Absa Bank to replenish its gold units as investors exhaust supply

gold

Absa Bank Limited will list new units of the gold-backed exchange-traded fund (ETF). PHOTO | POOL

South Africa’s Absa Bank Limited will list new units of the gold-backed exchange-traded fund (ETF) after investors bought all that had been supplied on the Nairobi Securities Exchange (NSE).

The bank says it will make an order of 250,000 to 400,000 units for Absa New Gold ETF in the next few days.

The last units of the previous batch of 400,000 units were sold on December 1 after trading 102,700 units worth Sh219.78 million at an average price of Sh2,140.
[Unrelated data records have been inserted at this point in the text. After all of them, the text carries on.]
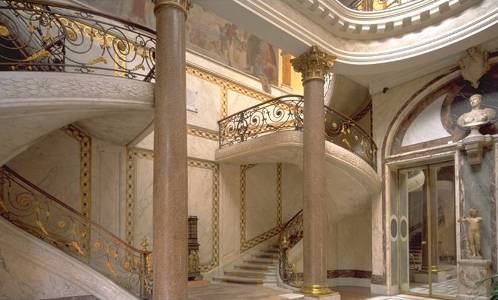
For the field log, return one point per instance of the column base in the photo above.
(315, 291)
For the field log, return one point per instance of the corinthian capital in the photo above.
(314, 63)
(180, 4)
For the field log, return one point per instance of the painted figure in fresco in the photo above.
(477, 116)
(473, 232)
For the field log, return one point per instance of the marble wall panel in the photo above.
(292, 191)
(201, 147)
(229, 212)
(261, 199)
(238, 102)
(108, 175)
(200, 204)
(53, 164)
(204, 97)
(143, 201)
(349, 242)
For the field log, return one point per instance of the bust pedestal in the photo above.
(470, 271)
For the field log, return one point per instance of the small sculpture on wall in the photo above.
(474, 143)
(473, 232)
(473, 65)
(477, 117)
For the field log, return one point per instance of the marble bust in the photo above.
(473, 232)
(477, 117)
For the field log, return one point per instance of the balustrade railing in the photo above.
(286, 113)
(44, 36)
(42, 215)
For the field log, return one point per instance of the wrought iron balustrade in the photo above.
(286, 113)
(49, 219)
(291, 234)
(44, 36)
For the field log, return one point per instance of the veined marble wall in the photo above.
(385, 110)
(53, 164)
(89, 179)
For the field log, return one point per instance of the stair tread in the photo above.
(240, 279)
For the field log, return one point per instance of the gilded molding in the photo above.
(184, 5)
(279, 195)
(132, 155)
(313, 64)
(248, 244)
(202, 132)
(85, 142)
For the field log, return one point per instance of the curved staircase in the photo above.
(258, 268)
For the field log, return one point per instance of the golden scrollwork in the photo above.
(184, 5)
(4, 31)
(314, 63)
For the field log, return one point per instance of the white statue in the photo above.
(474, 65)
(477, 117)
(473, 232)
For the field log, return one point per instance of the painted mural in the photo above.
(207, 34)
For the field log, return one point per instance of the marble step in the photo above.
(271, 251)
(254, 274)
(245, 280)
(267, 255)
(261, 261)
(86, 297)
(267, 259)
(247, 266)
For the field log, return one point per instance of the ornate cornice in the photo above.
(184, 5)
(313, 64)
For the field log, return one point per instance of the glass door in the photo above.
(427, 239)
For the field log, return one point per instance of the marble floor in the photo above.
(228, 291)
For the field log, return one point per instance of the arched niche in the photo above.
(432, 121)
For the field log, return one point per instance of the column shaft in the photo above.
(170, 156)
(313, 64)
(314, 207)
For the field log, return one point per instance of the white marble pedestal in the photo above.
(471, 271)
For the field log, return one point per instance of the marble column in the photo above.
(314, 64)
(170, 153)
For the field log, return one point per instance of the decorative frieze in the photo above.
(85, 142)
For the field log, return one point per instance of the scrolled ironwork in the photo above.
(282, 113)
(44, 36)
(44, 216)
(286, 113)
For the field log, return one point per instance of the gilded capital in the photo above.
(314, 63)
(184, 5)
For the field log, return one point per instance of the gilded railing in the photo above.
(42, 215)
(44, 36)
(286, 113)
(291, 234)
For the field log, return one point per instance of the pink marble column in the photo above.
(170, 154)
(313, 64)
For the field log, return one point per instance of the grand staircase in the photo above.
(257, 268)
(89, 250)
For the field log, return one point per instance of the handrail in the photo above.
(67, 38)
(286, 113)
(15, 176)
(44, 216)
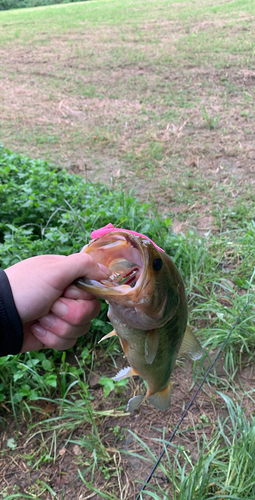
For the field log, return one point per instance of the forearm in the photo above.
(11, 330)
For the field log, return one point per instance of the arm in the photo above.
(52, 311)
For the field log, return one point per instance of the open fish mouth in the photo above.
(123, 256)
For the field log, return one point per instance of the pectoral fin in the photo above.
(124, 373)
(190, 346)
(111, 334)
(151, 345)
(134, 403)
(162, 399)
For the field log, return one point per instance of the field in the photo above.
(156, 101)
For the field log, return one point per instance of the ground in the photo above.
(162, 104)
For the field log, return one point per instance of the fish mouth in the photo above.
(123, 254)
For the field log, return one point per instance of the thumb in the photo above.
(78, 265)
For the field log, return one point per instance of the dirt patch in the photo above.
(59, 470)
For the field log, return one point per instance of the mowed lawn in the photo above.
(155, 98)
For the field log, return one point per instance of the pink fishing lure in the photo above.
(110, 228)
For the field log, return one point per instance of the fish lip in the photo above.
(140, 260)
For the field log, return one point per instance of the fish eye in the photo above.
(157, 264)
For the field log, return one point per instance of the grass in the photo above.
(159, 99)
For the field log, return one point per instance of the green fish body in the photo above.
(147, 308)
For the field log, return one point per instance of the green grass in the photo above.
(224, 466)
(46, 210)
(158, 98)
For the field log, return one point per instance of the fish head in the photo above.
(144, 286)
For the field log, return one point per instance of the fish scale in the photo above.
(147, 308)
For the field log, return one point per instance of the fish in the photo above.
(147, 309)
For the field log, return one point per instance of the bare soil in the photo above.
(149, 425)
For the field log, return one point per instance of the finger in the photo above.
(30, 342)
(72, 292)
(76, 266)
(76, 312)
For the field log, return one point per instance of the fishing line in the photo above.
(192, 400)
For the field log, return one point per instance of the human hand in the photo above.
(54, 313)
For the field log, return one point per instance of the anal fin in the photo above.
(151, 345)
(124, 373)
(190, 346)
(162, 399)
(134, 403)
(111, 334)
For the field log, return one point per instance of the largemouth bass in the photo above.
(147, 308)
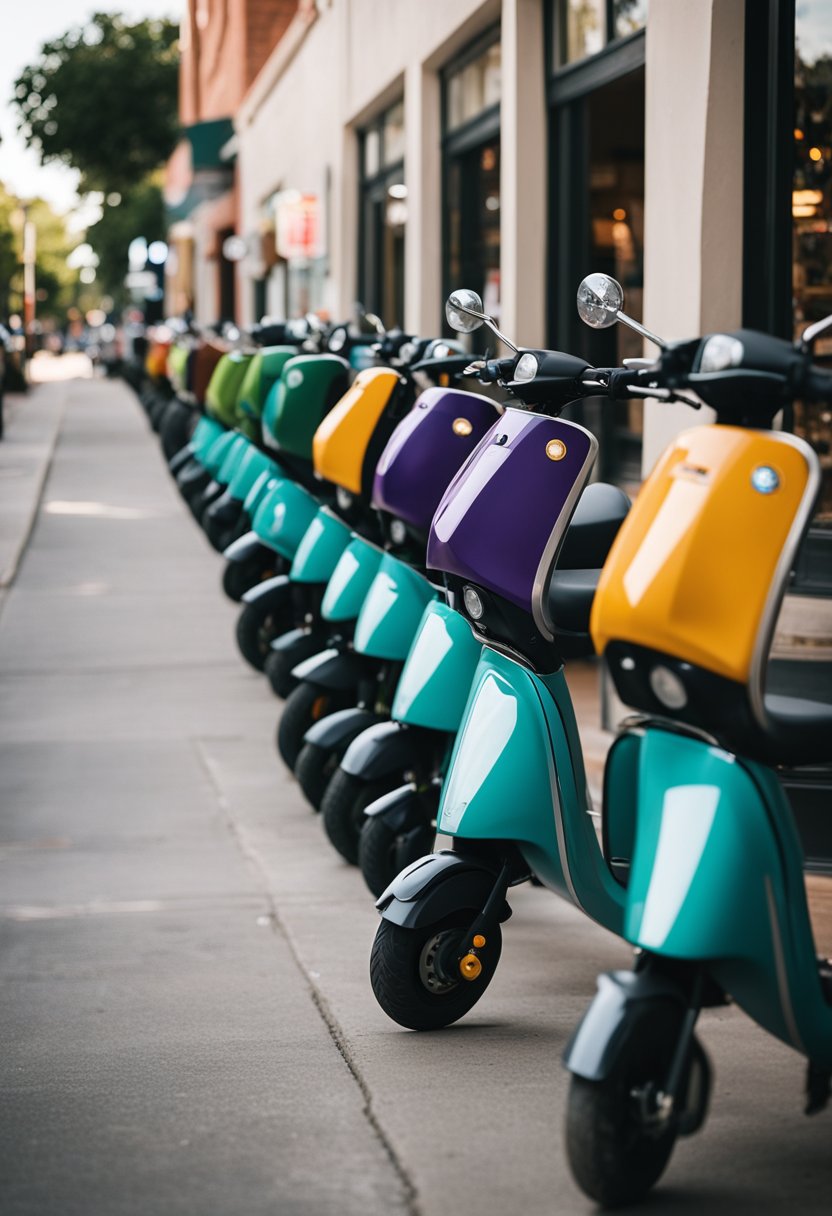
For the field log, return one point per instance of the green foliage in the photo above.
(102, 99)
(139, 213)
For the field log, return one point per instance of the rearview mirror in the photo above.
(600, 300)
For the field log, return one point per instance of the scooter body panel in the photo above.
(324, 541)
(264, 483)
(218, 450)
(206, 433)
(350, 580)
(232, 459)
(284, 516)
(251, 467)
(717, 877)
(392, 611)
(434, 682)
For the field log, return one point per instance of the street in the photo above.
(185, 1012)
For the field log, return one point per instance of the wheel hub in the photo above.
(431, 970)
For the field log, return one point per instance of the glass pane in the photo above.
(474, 88)
(628, 16)
(371, 152)
(582, 28)
(472, 255)
(811, 212)
(393, 125)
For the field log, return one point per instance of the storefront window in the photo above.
(473, 88)
(584, 27)
(383, 217)
(472, 174)
(811, 213)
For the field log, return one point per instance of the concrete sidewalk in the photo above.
(187, 1025)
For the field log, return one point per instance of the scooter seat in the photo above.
(571, 594)
(799, 730)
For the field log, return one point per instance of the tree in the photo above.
(102, 99)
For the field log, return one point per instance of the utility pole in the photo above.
(29, 253)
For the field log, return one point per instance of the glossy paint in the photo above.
(517, 773)
(696, 561)
(434, 682)
(206, 433)
(225, 384)
(252, 466)
(341, 442)
(426, 450)
(717, 876)
(350, 580)
(391, 614)
(506, 510)
(320, 549)
(284, 516)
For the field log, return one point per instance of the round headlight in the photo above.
(473, 604)
(668, 687)
(720, 352)
(526, 367)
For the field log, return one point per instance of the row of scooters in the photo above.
(417, 564)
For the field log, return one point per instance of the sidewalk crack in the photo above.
(410, 1194)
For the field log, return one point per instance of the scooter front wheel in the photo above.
(304, 707)
(618, 1140)
(258, 625)
(386, 851)
(408, 978)
(343, 805)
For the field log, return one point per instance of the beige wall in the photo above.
(355, 57)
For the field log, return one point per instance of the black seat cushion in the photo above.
(592, 528)
(799, 731)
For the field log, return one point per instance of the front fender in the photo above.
(437, 885)
(246, 547)
(332, 669)
(387, 748)
(269, 591)
(606, 1026)
(336, 731)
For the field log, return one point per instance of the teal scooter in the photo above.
(516, 799)
(707, 797)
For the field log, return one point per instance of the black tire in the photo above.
(314, 770)
(342, 809)
(386, 851)
(304, 707)
(258, 625)
(241, 576)
(614, 1155)
(400, 973)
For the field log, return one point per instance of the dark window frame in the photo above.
(371, 190)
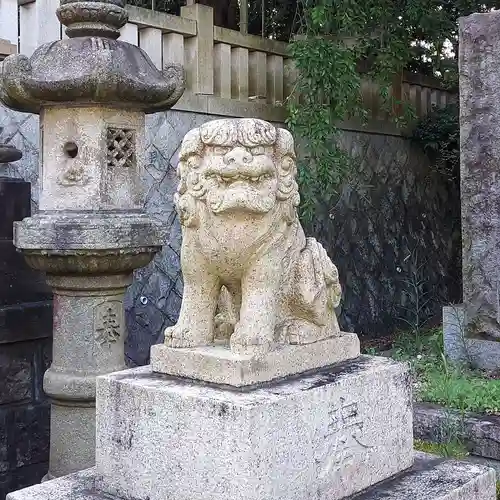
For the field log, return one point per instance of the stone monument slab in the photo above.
(219, 365)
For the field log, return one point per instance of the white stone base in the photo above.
(217, 364)
(430, 478)
(323, 436)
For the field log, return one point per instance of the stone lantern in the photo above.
(92, 92)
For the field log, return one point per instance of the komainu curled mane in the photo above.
(250, 273)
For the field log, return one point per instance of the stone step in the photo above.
(430, 478)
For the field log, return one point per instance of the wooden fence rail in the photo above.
(228, 72)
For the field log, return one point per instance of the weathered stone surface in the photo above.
(72, 436)
(250, 274)
(480, 184)
(480, 433)
(281, 441)
(217, 364)
(90, 66)
(430, 478)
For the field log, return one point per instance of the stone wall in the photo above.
(396, 229)
(25, 352)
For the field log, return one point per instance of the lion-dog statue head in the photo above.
(237, 165)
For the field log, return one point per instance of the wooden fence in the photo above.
(228, 72)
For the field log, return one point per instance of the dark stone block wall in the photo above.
(395, 237)
(25, 352)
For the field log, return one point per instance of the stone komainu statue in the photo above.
(250, 273)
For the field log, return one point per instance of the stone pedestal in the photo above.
(333, 433)
(342, 432)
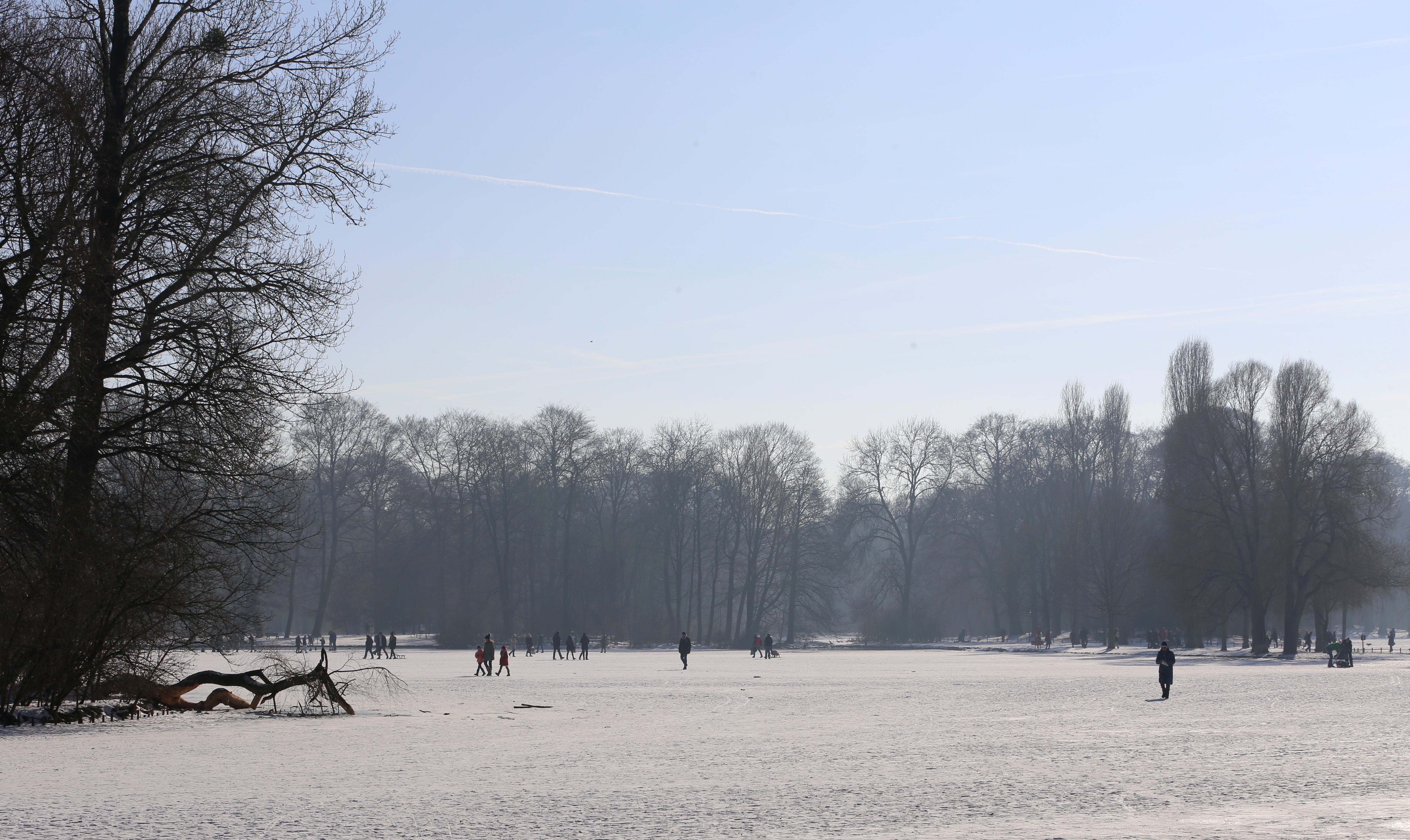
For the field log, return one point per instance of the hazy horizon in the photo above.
(841, 218)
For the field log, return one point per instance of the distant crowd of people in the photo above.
(380, 646)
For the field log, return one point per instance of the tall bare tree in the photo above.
(899, 480)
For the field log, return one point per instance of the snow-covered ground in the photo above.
(847, 743)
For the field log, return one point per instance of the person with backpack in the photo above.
(1165, 666)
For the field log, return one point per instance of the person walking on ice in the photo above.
(1165, 662)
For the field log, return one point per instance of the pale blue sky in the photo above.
(1244, 165)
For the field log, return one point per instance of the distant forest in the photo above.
(1258, 508)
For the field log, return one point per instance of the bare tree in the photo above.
(899, 481)
(338, 439)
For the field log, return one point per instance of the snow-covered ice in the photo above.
(847, 743)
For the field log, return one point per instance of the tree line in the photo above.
(178, 464)
(1258, 498)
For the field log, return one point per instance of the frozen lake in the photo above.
(813, 745)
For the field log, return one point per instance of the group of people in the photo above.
(577, 648)
(563, 649)
(305, 643)
(380, 646)
(486, 659)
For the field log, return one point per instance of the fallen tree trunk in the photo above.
(171, 697)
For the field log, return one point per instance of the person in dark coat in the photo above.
(686, 650)
(1165, 660)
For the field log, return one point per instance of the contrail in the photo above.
(1092, 253)
(588, 189)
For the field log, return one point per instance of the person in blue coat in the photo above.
(1165, 662)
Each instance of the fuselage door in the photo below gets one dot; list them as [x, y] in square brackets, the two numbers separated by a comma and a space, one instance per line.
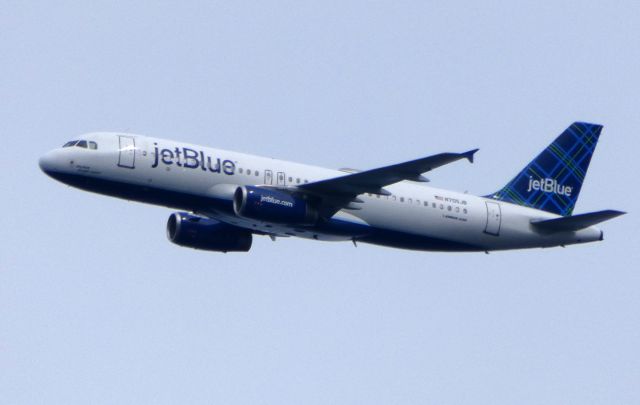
[268, 177]
[127, 155]
[494, 218]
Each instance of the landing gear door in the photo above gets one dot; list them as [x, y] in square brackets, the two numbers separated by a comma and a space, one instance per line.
[127, 154]
[268, 177]
[494, 218]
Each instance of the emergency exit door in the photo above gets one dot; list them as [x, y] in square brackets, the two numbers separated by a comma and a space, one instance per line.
[494, 218]
[127, 154]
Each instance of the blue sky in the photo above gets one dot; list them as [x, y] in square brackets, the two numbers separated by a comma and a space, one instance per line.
[96, 306]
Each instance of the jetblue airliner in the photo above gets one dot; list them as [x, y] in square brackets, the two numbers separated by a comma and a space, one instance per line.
[225, 198]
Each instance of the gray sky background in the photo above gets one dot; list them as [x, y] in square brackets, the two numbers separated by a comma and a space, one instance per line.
[96, 306]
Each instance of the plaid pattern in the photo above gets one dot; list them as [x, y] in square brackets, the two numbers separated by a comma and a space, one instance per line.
[566, 161]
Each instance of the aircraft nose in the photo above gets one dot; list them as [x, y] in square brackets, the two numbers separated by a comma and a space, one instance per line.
[49, 162]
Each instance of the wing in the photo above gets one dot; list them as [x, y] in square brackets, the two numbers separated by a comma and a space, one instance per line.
[373, 181]
[340, 192]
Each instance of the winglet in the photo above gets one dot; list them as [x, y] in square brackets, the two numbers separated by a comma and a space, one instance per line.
[469, 155]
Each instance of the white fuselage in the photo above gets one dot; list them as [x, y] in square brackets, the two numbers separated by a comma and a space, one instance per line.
[201, 180]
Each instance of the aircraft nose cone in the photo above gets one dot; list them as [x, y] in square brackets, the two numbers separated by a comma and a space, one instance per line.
[46, 162]
[50, 162]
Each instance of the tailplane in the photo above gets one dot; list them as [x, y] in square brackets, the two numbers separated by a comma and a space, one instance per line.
[552, 181]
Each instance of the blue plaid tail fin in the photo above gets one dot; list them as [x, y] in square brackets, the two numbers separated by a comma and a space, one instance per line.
[552, 181]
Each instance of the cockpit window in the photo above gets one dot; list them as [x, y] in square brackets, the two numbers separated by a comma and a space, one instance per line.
[81, 144]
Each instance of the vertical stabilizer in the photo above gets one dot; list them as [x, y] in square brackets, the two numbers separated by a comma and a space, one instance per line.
[552, 181]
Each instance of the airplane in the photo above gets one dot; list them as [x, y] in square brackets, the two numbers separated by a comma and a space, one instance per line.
[224, 198]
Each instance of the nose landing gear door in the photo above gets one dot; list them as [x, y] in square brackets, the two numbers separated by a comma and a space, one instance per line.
[127, 152]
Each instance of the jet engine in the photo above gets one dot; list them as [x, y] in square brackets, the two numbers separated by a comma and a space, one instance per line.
[269, 205]
[207, 234]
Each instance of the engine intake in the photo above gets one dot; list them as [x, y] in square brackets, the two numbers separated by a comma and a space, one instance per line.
[207, 234]
[275, 206]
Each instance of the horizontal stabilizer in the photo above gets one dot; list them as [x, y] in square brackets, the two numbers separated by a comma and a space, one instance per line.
[575, 222]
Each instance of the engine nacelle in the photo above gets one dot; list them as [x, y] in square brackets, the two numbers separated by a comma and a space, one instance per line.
[207, 234]
[275, 206]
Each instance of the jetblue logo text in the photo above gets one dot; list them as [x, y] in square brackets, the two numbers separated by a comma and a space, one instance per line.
[192, 159]
[548, 185]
ALSO READ: Absa profit jumps 30 per cent on increased lending

“Part of our policy is that … we shall restock our depository account with the units within three to five working days,” said Tito Namu, senior equity sales trader at Absa Securities Limited.

“Today’s [December 1] purchase and the fact that we have exhausted all the units is testimony to the fact there is a very decent buying and this means the second year run that we have sold the entire holdings of an ETF at the NSE.”

The gold-backed fund is traded in the same manner as normal shares of companies and its price is based on the Kenya shilling equivalent of the prevailing international market price of gold in US dollars.

Each NewGold security is equivalent to about 1/100th of an ounce of gold, which is held in a secure depository on behalf of investors and is backed by physical gold.

The ETF is sold in minimum lots of 100 shares (units) equivalent to one ounce of gold, and in incremental of 100 units.

READ: Absa Bank asset arm launches offshore investment services

The securities were launched in 2017 with a listing of 400,000 units and with a market capitalisation of Sh576 million.

However, due to slow uptake until 2019, the holdings were reduced to 250,000 units through a reverse deposit.

Absa added an extra 400,000 units in 2020, bringing the number of holdings that have been offered in the Kenyan market to 650,000 units (6,500 ounces).

Gold is traditionally used as a hedge against inflation and is considered a safe haven asset at times of geopolitical risk such as wars.

The price of the ETF at the Nairobi bourse had increased from Sh1,470 in January 2020 to hit an all-time high of Sh2,140 on Thursday last week.

In the Kenyan market, it has pulled interest from high-net-worth investors and both local and offshore fund managers who hold part of their assets in gold.